独立したグローバルなシンクタンク「アジア・パシフィック・イニシアティブ(API)」の専門家が、コロナウイルス後の国際政治と世界経済の新たな潮流の兆しをいち早く見つけ、その地政学的かつ地経学的重要性を考察し、日本の国益と戦略にとっての意味合いを、順次配信していく。

専制主義とワクチン外交

新型コロナウイルスによる感染症との闘いにおいて切り札とされるのがワクチンである。すでに人口の半数のワクチン接種を終えたイスラエルでは新規感染者が劇的に減り、通常の生活に戻りつつある。先進国の中でも特に大きな被害を受けていたアメリカとイギリスでもワクチン接種が進み、トンネルの出口が見える状況になっている。そんな中で誰がワクチンを開発・製造し、誰が接種できるのかをめぐって地経学的な競争と対立が起きている。

誰がワクチンを開発し、誰が接種できるのかを決めるにあたって、専制主義的な体制は地経学的な戦略に基づいて判断することが容易である。ロシアは冷戦時代から蓄積していた生物兵器開発のレガシーを生かし、驚異的なスピードでワクチン開発を進め、そのワクチンに「スプートニクV」と冷戦時代の栄光を彷彿とさせる名をつけて、通常のワクチン開発で用いる治験の手順を省略してワクチン接種を開始した。感染症研究の権威的雑誌である『Lancet』に掲載された論文では、スプートニクVの有効性は91%と評価され、世界を驚かせた。

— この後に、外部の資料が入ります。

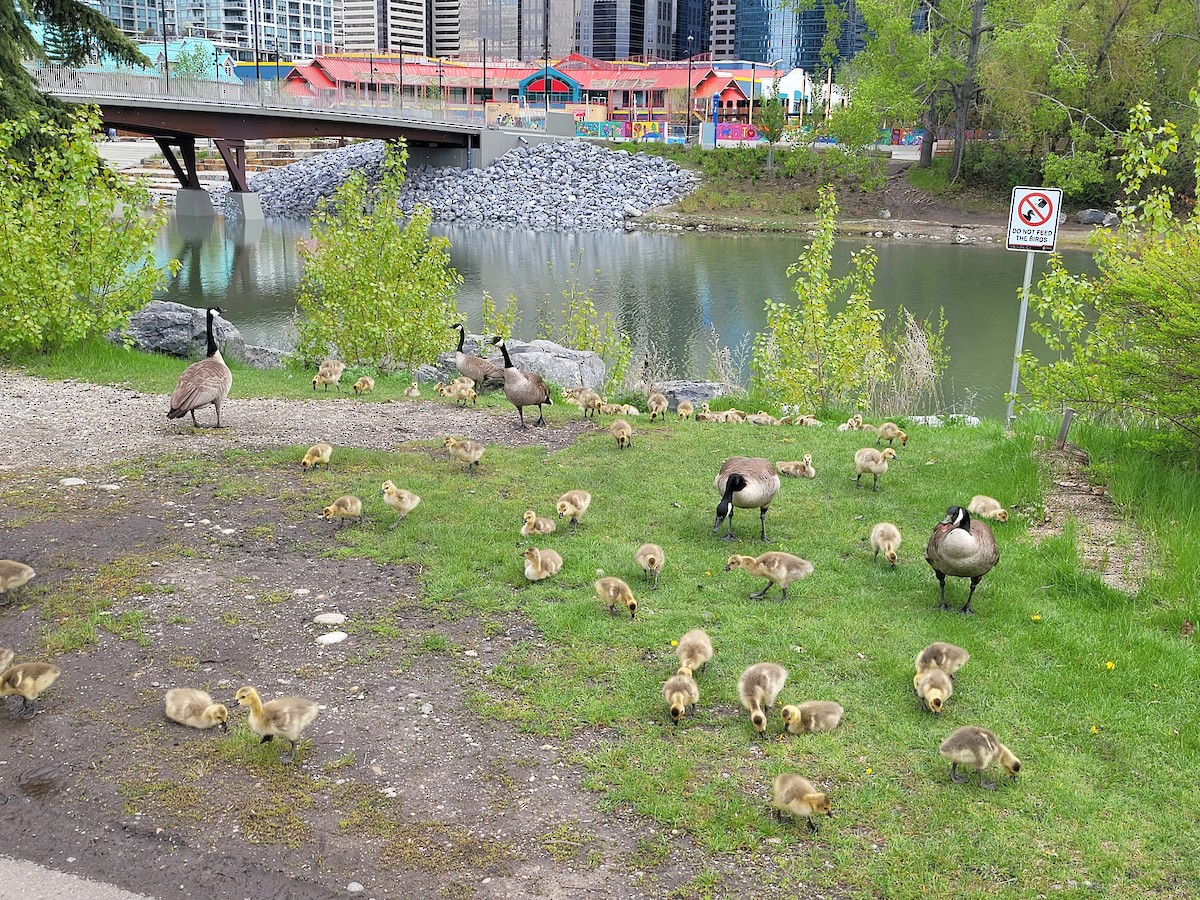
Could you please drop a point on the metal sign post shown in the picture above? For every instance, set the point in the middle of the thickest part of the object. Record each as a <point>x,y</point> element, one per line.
<point>1032,227</point>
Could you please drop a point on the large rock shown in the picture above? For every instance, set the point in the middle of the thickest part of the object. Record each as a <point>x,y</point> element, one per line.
<point>178,330</point>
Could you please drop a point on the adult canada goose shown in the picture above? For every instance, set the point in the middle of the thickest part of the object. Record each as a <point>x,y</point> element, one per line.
<point>280,718</point>
<point>204,383</point>
<point>973,745</point>
<point>987,508</point>
<point>13,575</point>
<point>541,563</point>
<point>757,688</point>
<point>874,462</point>
<point>694,651</point>
<point>963,549</point>
<point>523,389</point>
<point>317,455</point>
<point>399,499</point>
<point>886,539</point>
<point>775,567</point>
<point>613,591</point>
<point>623,433</point>
<point>480,371</point>
<point>651,558</point>
<point>28,681</point>
<point>468,451</point>
<point>941,655</point>
<point>346,507</point>
<point>681,691</point>
<point>195,708</point>
<point>796,795</point>
<point>573,505</point>
<point>813,715</point>
<point>748,483</point>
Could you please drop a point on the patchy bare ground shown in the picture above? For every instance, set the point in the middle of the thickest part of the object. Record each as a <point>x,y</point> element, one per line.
<point>402,787</point>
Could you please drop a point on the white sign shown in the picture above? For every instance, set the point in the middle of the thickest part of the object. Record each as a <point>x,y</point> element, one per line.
<point>1033,219</point>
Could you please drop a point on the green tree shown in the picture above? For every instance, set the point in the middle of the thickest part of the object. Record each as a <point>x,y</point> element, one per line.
<point>377,289</point>
<point>76,249</point>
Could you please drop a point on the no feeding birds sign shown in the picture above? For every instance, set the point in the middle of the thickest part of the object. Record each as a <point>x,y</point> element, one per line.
<point>1033,219</point>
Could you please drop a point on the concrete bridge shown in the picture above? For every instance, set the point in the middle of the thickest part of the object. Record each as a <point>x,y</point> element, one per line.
<point>179,112</point>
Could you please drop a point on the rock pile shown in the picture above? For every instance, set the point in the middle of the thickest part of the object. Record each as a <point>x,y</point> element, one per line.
<point>552,186</point>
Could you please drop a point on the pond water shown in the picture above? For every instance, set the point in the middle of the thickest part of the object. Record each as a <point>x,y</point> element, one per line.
<point>670,288</point>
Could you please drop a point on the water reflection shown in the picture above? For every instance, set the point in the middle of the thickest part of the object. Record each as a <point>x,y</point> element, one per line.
<point>664,288</point>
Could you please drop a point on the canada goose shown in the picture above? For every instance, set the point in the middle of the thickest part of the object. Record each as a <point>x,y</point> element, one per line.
<point>280,718</point>
<point>775,567</point>
<point>745,481</point>
<point>886,539</point>
<point>796,795</point>
<point>813,715</point>
<point>651,558</point>
<point>195,708</point>
<point>533,523</point>
<point>972,745</point>
<point>573,505</point>
<point>541,563</point>
<point>934,687</point>
<point>13,575</point>
<point>468,451</point>
<point>480,371</point>
<point>869,460</point>
<point>346,507</point>
<point>987,508</point>
<point>798,468</point>
<point>28,681</point>
<point>203,383</point>
<point>759,687</point>
<point>657,406</point>
<point>681,691</point>
<point>694,651</point>
<point>963,549</point>
<point>623,433</point>
<point>942,655</point>
<point>317,455</point>
<point>613,591</point>
<point>400,499</point>
<point>523,389</point>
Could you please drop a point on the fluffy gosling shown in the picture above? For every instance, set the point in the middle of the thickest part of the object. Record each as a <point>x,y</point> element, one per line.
<point>796,795</point>
<point>195,708</point>
<point>987,508</point>
<point>399,499</point>
<point>813,715</point>
<point>541,563</point>
<point>613,591</point>
<point>694,651</point>
<point>573,505</point>
<point>651,558</point>
<point>623,433</point>
<point>28,681</point>
<point>468,451</point>
<point>886,539</point>
<point>972,745</point>
<point>280,718</point>
<point>757,688</point>
<point>681,691</point>
<point>317,455</point>
<point>346,507</point>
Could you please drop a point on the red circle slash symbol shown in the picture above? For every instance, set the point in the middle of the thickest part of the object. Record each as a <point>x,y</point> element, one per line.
<point>1036,209</point>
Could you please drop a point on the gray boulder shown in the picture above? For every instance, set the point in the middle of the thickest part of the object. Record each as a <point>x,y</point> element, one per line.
<point>178,330</point>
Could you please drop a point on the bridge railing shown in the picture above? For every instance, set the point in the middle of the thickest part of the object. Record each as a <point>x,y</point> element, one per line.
<point>87,85</point>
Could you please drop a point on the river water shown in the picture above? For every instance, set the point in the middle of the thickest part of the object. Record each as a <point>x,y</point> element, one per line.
<point>670,288</point>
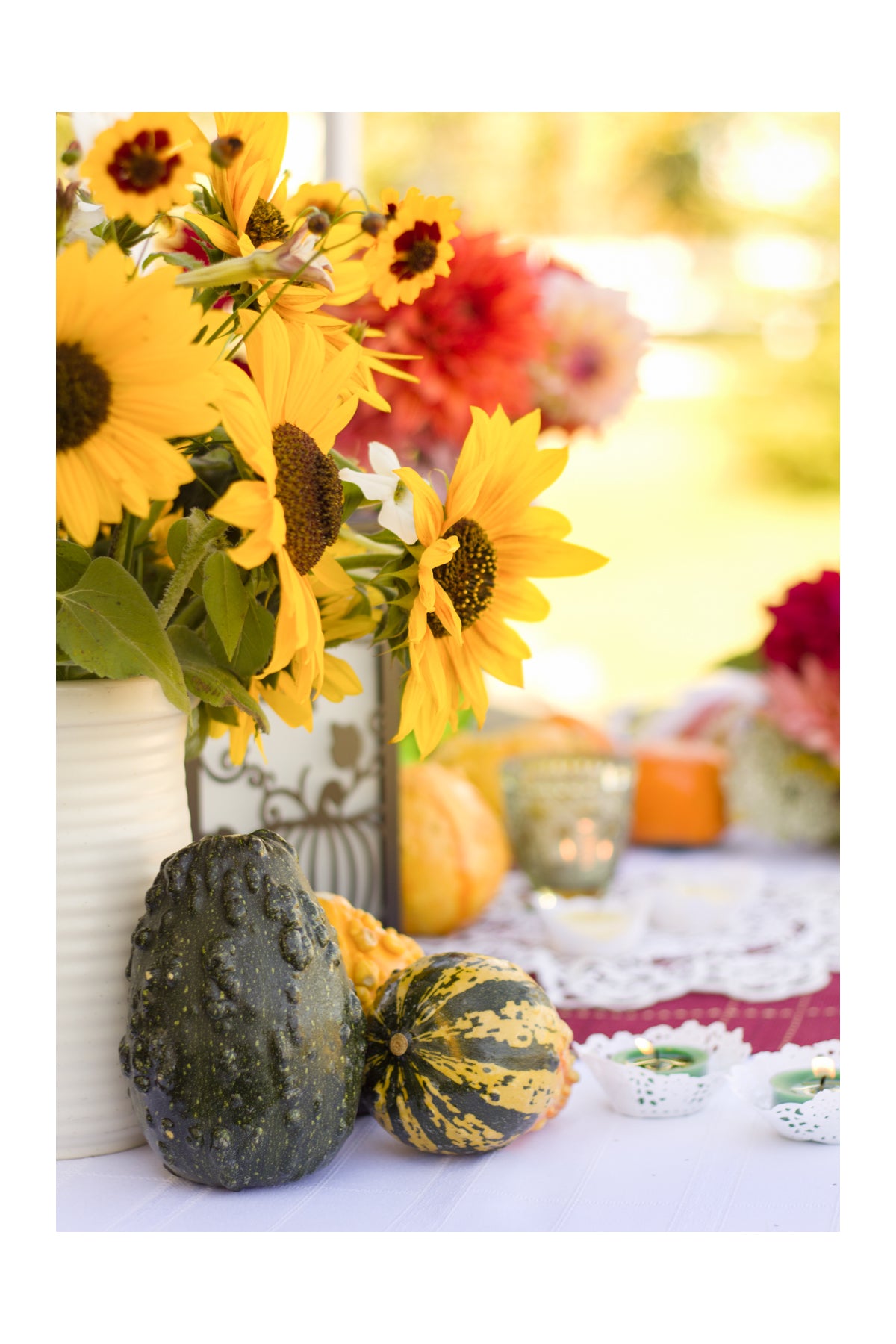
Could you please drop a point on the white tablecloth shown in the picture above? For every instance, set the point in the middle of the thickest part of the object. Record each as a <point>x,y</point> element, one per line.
<point>588,1169</point>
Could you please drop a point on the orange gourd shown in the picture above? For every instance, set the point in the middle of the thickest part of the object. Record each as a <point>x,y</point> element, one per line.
<point>371,953</point>
<point>453,850</point>
<point>679,799</point>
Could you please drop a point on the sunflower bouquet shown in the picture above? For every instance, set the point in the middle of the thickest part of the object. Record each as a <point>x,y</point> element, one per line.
<point>208,534</point>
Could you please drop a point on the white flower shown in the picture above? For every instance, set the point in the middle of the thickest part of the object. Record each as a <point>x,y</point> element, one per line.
<point>383,484</point>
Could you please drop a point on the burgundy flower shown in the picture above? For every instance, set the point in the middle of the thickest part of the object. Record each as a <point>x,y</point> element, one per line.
<point>477,332</point>
<point>808,621</point>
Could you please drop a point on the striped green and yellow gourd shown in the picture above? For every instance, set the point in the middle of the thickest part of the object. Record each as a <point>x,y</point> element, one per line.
<point>464,1054</point>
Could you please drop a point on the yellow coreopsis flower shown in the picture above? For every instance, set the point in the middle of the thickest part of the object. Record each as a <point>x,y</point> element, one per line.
<point>480,549</point>
<point>144,166</point>
<point>128,378</point>
<point>414,246</point>
<point>284,421</point>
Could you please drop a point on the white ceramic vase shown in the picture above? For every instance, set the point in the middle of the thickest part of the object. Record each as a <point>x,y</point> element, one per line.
<point>121,808</point>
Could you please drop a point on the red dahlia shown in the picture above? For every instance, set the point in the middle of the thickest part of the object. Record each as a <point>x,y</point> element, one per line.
<point>808,621</point>
<point>476,329</point>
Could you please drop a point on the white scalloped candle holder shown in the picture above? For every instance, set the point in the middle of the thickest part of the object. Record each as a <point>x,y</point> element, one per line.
<point>815,1120</point>
<point>648,1095</point>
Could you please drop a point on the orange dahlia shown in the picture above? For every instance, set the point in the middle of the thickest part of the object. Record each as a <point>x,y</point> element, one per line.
<point>476,332</point>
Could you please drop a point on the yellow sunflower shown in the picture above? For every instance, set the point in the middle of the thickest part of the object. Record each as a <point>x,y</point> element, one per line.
<point>289,692</point>
<point>284,421</point>
<point>144,166</point>
<point>479,551</point>
<point>344,237</point>
<point>258,215</point>
<point>246,187</point>
<point>414,246</point>
<point>128,378</point>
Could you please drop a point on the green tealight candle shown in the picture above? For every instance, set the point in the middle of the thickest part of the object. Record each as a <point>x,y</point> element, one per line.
<point>800,1085</point>
<point>664,1060</point>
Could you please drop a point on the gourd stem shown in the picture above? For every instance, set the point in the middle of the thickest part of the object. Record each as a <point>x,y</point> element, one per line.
<point>193,557</point>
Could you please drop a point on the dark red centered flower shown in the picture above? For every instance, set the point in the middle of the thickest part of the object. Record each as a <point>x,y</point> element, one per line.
<point>141,164</point>
<point>415,250</point>
<point>808,621</point>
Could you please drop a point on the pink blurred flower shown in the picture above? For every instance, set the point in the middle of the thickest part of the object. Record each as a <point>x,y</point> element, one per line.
<point>805,706</point>
<point>590,369</point>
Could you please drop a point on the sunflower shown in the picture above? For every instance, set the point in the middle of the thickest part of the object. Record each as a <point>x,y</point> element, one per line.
<point>144,166</point>
<point>289,692</point>
<point>128,378</point>
<point>246,187</point>
<point>479,551</point>
<point>414,246</point>
<point>284,421</point>
<point>257,214</point>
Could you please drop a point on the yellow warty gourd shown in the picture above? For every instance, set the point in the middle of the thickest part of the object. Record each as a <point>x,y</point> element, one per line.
<point>371,953</point>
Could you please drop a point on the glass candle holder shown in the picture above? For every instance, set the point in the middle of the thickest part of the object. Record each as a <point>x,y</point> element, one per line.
<point>568,819</point>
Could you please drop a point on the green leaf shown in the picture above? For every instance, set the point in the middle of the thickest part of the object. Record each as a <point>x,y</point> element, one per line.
<point>750,662</point>
<point>109,626</point>
<point>178,539</point>
<point>227,715</point>
<point>255,641</point>
<point>226,600</point>
<point>72,562</point>
<point>352,497</point>
<point>210,682</point>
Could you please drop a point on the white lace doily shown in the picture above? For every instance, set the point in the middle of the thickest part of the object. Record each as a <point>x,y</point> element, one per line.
<point>781,942</point>
<point>815,1120</point>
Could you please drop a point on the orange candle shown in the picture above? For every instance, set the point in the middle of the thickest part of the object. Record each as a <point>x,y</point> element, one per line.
<point>679,796</point>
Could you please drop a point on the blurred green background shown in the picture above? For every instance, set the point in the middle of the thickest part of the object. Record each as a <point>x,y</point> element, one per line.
<point>718,487</point>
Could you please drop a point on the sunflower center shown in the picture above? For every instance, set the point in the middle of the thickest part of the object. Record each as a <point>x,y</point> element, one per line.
<point>141,164</point>
<point>84,394</point>
<point>415,250</point>
<point>267,225</point>
<point>309,490</point>
<point>469,576</point>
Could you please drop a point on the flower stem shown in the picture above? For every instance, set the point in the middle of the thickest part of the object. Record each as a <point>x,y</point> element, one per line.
<point>363,562</point>
<point>122,542</point>
<point>373,547</point>
<point>193,557</point>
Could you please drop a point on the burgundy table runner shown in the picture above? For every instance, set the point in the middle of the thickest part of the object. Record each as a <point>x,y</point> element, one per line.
<point>802,1021</point>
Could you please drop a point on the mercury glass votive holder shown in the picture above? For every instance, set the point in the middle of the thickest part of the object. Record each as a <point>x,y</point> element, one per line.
<point>568,819</point>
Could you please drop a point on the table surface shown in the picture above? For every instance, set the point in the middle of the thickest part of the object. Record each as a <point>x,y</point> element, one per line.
<point>588,1169</point>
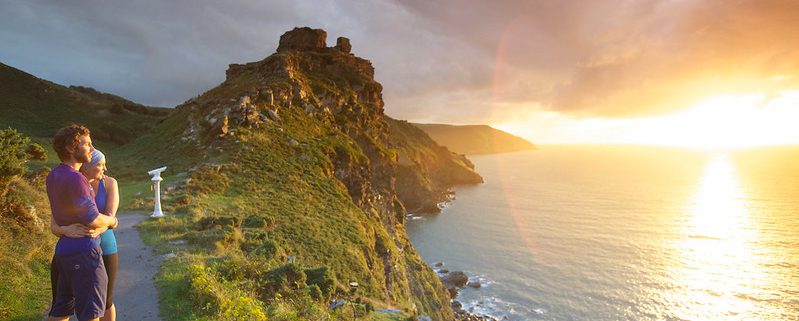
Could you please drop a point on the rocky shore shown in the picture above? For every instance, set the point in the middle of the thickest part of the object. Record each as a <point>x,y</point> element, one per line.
<point>455,281</point>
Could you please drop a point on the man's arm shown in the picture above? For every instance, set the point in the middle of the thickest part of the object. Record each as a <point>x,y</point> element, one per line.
<point>87,209</point>
<point>73,231</point>
<point>104,221</point>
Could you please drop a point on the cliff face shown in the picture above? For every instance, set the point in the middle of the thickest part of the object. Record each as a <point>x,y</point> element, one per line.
<point>426,170</point>
<point>300,142</point>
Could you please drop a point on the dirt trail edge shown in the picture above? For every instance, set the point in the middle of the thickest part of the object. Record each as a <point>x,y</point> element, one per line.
<point>135,294</point>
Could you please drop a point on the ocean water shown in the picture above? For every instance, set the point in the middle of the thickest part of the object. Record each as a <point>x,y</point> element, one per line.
<point>624,233</point>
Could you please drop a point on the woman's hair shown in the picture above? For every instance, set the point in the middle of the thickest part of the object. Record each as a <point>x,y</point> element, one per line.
<point>97,156</point>
<point>68,137</point>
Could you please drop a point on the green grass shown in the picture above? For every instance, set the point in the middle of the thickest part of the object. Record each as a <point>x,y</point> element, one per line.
<point>276,220</point>
<point>25,251</point>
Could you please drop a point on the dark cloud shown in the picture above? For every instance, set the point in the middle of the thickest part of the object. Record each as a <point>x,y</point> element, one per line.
<point>464,61</point>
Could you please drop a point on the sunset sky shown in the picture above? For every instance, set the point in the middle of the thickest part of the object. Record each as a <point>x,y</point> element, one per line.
<point>687,73</point>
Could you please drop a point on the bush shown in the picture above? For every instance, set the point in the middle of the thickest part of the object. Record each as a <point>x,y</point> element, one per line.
<point>220,299</point>
<point>322,280</point>
<point>13,155</point>
<point>282,279</point>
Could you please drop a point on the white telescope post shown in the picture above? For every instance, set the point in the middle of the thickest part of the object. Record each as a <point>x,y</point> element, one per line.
<point>156,174</point>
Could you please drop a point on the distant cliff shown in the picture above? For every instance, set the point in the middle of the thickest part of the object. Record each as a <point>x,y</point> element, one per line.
<point>475,139</point>
<point>426,170</point>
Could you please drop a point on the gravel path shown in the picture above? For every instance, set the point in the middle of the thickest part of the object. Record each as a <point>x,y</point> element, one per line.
<point>135,294</point>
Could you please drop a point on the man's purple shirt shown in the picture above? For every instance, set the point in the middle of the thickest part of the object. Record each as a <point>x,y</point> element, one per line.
<point>71,201</point>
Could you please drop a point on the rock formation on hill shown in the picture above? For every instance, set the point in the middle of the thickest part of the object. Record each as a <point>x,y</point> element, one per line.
<point>289,135</point>
<point>292,183</point>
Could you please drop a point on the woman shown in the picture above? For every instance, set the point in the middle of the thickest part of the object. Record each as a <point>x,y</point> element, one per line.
<point>107,200</point>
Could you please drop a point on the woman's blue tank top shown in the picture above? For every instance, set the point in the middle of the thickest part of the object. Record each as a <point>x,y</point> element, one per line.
<point>108,242</point>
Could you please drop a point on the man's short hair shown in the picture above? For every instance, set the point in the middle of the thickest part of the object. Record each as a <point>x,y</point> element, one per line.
<point>68,137</point>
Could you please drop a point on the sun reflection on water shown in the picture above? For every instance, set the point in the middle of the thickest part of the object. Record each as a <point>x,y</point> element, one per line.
<point>718,270</point>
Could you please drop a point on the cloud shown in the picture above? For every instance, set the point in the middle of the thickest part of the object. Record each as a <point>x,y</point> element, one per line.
<point>465,61</point>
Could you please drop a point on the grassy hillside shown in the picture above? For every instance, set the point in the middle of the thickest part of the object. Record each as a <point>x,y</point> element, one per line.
<point>25,242</point>
<point>290,199</point>
<point>39,107</point>
<point>283,191</point>
<point>475,139</point>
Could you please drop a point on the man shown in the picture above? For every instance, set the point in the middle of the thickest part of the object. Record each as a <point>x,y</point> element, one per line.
<point>82,280</point>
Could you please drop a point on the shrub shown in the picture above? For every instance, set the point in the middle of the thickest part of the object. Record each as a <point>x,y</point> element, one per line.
<point>220,299</point>
<point>282,279</point>
<point>13,155</point>
<point>321,279</point>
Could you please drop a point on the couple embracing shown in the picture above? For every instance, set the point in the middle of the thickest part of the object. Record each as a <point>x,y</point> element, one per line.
<point>83,202</point>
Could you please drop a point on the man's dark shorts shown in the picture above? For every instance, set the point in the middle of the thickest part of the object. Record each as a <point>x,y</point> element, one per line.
<point>82,284</point>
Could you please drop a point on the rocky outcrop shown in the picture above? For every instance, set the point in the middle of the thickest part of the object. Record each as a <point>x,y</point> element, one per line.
<point>303,39</point>
<point>343,44</point>
<point>324,107</point>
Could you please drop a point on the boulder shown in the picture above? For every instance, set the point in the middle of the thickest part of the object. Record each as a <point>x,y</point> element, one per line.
<point>303,39</point>
<point>343,44</point>
<point>455,279</point>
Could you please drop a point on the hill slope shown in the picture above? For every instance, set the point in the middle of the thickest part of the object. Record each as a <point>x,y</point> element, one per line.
<point>297,195</point>
<point>475,139</point>
<point>286,185</point>
<point>39,107</point>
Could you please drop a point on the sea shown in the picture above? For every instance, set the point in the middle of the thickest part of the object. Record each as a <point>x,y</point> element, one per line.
<point>624,233</point>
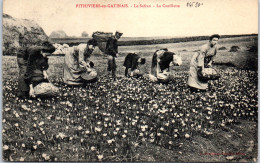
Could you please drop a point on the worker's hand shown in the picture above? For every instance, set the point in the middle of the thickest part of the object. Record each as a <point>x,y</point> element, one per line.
<point>31,92</point>
<point>45,75</point>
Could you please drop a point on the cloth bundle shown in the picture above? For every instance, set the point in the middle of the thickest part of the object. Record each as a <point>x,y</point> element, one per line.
<point>89,75</point>
<point>46,89</point>
<point>208,74</point>
<point>136,73</point>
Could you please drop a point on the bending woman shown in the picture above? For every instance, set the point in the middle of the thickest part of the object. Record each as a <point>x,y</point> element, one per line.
<point>200,60</point>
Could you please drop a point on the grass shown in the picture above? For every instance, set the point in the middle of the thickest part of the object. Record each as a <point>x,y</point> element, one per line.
<point>106,121</point>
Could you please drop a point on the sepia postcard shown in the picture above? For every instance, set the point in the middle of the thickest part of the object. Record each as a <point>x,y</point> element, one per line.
<point>130,80</point>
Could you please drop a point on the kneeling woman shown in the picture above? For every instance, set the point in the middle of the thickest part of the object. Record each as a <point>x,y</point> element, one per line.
<point>160,65</point>
<point>36,71</point>
<point>133,61</point>
<point>77,67</point>
<point>200,61</point>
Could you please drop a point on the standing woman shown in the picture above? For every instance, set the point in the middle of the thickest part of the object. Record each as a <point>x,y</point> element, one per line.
<point>22,58</point>
<point>201,60</point>
<point>78,69</point>
<point>112,52</point>
<point>37,66</point>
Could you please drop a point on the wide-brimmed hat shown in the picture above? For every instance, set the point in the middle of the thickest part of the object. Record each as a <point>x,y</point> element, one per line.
<point>119,32</point>
<point>89,75</point>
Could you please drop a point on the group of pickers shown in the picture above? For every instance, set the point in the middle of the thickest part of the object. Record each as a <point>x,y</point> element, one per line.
<point>78,69</point>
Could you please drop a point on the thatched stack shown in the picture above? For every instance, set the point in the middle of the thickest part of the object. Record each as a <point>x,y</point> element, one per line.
<point>20,32</point>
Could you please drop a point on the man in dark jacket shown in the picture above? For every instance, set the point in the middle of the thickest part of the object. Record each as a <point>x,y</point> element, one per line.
<point>112,52</point>
<point>133,61</point>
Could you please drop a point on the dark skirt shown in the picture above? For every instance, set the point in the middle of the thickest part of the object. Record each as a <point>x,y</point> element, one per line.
<point>23,87</point>
<point>111,63</point>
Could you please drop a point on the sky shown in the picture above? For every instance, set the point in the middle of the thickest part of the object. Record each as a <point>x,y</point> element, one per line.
<point>224,17</point>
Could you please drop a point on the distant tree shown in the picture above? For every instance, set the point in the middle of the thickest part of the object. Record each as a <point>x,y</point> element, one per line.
<point>84,34</point>
<point>58,34</point>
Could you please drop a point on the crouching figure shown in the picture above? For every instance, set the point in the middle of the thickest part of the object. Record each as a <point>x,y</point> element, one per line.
<point>133,61</point>
<point>36,76</point>
<point>78,69</point>
<point>161,62</point>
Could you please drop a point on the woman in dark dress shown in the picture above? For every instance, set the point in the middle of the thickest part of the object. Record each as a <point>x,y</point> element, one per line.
<point>37,66</point>
<point>133,61</point>
<point>161,61</point>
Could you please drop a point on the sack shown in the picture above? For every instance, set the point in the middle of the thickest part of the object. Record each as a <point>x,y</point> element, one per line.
<point>136,73</point>
<point>163,77</point>
<point>151,77</point>
<point>91,75</point>
<point>101,36</point>
<point>209,74</point>
<point>46,89</point>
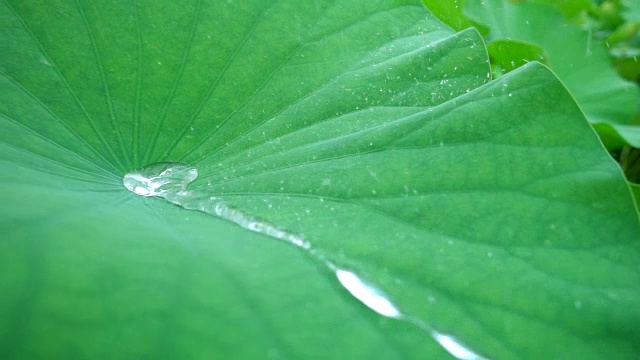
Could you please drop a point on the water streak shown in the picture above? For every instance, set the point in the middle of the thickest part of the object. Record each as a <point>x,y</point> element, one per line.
<point>170,181</point>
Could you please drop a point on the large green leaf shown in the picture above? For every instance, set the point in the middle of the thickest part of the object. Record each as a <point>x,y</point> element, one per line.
<point>580,62</point>
<point>366,127</point>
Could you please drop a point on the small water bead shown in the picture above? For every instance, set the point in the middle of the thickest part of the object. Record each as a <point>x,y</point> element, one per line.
<point>170,181</point>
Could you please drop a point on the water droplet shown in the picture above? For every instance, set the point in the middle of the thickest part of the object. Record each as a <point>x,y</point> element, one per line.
<point>454,347</point>
<point>368,295</point>
<point>170,181</point>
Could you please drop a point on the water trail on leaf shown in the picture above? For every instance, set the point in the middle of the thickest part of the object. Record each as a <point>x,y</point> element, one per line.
<point>169,180</point>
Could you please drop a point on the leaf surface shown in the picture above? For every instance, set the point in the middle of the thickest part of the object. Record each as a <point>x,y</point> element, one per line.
<point>367,127</point>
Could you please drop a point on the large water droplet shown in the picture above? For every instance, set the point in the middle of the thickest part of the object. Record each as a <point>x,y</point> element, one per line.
<point>170,181</point>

ロシアは製造元のウェブサイトによれば2021年2月の段階で20カ国以上に供給している。デューク大学のデータベースでは契約分も含めるとインドに1億回分、ベトナムに5000万回分など、ラテンアメリカ諸国を中心にワクチンを供給している。しかも、ロシアはワクチンの配分が少ない国の富裕層を狙って「ワクチンツーリズム」を展開し、ビジネスにしている。

同様に、中国もかなりのスピードでワクチン開発に成功したが、その有効性は79%とみられており、欧米やロシアのワクチンと比較すると見劣りする。しかし、ワクチンに対する需要が高い中では戦略的なツールとしての効果は十分に発揮している。